Относительно праздности, находящейся в связке с завистью — когда глупец сложа руки завидует богатствам другого, — прекрасно сказано в Апостольских постановлениях, где дается ответ на прикладной вопрос, всякому ли нуждающемуся нужно подавать милостыню: «…а кто терпит недостаток в житейском от расточительности, или от пьянства, или от праздности, тот недостоин не только пожертвования, но и Церкви Божией, ибо Писание говорит о таковых, утверждая, что ленивый опускает руку свою в чашу и не хочет донести ее до рта своего (Притч. 19: 24)… ибо праздность воистину есть мать голода» (Апостольские постановления. 2: 4).

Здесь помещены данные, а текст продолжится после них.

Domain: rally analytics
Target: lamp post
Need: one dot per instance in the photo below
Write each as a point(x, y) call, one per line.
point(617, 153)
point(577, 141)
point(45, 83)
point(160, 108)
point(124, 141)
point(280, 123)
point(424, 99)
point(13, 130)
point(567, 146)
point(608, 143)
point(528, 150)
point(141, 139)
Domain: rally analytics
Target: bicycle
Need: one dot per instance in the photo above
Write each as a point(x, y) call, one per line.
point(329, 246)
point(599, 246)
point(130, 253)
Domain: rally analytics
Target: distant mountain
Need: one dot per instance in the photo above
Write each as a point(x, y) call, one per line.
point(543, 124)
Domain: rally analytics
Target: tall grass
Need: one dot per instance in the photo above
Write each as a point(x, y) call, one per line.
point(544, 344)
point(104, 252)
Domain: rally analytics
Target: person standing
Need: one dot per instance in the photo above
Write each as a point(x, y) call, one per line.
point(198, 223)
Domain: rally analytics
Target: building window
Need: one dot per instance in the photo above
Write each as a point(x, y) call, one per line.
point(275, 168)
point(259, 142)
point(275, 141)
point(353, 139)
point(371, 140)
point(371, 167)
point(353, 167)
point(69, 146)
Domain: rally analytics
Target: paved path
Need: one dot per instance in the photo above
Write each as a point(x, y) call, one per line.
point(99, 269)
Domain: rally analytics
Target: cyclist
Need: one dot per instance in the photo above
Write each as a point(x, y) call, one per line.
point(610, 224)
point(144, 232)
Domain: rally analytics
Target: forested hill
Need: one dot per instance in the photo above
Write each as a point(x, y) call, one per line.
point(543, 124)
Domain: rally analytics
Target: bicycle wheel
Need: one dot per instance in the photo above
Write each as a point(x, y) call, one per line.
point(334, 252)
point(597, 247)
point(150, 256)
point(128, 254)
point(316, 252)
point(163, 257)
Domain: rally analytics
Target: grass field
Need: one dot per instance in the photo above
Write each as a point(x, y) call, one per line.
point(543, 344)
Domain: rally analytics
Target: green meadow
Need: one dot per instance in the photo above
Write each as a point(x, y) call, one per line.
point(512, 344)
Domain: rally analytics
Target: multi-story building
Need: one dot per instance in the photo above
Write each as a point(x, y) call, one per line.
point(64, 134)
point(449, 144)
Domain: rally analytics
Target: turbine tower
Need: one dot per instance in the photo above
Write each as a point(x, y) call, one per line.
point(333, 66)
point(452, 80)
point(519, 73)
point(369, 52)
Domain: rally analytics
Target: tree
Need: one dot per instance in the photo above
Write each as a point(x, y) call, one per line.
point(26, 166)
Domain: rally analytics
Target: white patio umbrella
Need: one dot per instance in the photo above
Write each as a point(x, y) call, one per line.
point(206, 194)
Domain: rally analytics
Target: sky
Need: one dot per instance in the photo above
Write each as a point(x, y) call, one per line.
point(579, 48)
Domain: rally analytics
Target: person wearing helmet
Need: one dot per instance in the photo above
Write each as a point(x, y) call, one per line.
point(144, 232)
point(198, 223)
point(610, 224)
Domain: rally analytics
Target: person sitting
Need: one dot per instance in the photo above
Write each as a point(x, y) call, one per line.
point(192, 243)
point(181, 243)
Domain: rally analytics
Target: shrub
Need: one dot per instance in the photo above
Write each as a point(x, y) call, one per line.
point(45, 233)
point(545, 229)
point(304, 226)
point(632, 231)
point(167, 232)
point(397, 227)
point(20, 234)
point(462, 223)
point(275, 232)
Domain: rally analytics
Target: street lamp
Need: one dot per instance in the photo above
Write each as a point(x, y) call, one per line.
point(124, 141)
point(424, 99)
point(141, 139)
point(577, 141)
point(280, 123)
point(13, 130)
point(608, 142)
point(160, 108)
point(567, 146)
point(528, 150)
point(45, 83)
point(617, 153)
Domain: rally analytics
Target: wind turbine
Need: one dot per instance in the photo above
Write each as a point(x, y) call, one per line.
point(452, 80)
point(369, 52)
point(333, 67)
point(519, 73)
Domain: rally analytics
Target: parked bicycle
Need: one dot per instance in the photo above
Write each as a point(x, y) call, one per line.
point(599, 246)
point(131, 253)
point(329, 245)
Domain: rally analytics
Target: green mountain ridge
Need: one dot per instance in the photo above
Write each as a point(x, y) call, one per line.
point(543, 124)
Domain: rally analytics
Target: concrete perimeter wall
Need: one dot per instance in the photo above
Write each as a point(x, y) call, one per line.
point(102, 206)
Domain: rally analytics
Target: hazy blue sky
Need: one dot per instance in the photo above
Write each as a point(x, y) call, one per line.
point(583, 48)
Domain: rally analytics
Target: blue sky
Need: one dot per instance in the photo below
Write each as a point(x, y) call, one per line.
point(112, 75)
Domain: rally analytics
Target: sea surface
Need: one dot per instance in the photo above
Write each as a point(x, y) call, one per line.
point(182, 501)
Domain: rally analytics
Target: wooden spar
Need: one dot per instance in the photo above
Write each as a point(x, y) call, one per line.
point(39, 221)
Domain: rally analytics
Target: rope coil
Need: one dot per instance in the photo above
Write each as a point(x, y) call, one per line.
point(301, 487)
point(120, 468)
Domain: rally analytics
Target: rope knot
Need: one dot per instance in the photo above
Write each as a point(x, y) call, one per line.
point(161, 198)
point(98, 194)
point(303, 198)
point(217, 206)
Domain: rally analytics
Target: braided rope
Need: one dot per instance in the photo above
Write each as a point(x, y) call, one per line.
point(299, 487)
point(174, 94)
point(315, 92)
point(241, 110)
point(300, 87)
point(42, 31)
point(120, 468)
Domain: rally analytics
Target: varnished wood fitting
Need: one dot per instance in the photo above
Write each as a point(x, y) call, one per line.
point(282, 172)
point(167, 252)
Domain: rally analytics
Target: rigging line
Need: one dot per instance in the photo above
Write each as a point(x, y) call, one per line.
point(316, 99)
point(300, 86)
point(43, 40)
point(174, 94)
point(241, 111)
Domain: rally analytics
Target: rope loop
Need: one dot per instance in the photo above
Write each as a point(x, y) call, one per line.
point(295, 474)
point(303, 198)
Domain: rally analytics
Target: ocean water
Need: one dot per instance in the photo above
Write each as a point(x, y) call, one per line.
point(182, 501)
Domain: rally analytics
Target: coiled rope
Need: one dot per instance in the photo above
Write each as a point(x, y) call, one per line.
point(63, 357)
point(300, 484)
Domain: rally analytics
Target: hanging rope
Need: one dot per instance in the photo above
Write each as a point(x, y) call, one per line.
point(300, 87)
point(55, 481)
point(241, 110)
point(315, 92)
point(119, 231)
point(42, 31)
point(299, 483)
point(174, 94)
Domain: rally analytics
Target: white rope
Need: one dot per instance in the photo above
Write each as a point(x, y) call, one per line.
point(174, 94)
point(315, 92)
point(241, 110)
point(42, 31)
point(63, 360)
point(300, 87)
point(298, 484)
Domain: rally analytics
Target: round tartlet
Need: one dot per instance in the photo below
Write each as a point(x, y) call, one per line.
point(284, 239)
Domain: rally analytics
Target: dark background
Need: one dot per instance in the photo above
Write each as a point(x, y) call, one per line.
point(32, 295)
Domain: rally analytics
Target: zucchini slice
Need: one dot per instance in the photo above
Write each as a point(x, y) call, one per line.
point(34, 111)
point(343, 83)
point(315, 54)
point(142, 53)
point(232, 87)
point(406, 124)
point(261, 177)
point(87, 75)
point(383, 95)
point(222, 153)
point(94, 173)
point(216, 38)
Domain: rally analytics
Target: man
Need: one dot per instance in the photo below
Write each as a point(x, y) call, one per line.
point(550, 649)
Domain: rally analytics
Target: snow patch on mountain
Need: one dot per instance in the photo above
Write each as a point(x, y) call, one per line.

И обратился я и увидел еще суету под солнцем; [человек] одинокий, и другого нет; ни сына, ни брата нет у него; а всем трудам его нет конца, и глаз его не насыщается богатством. «Для кого же я тружусь и лишаю душу мою блага?» И это — суета и недоброе дело! Двоим лучше, нежели одному; потому что у них есть доброе вознаграждение в труде их: ибо если упадет один, то другой поднимет товарища своего. Но горе одному, когда упадет, а другого нет, который поднял бы его. Также, если лежат двое, то тепло им; а одному как согреться? И если станет преодолевать кто-либо одного, то двое устоят против него: и нитка, втрое скрученная, нескоро порвется (Еккл. 4: 7–12).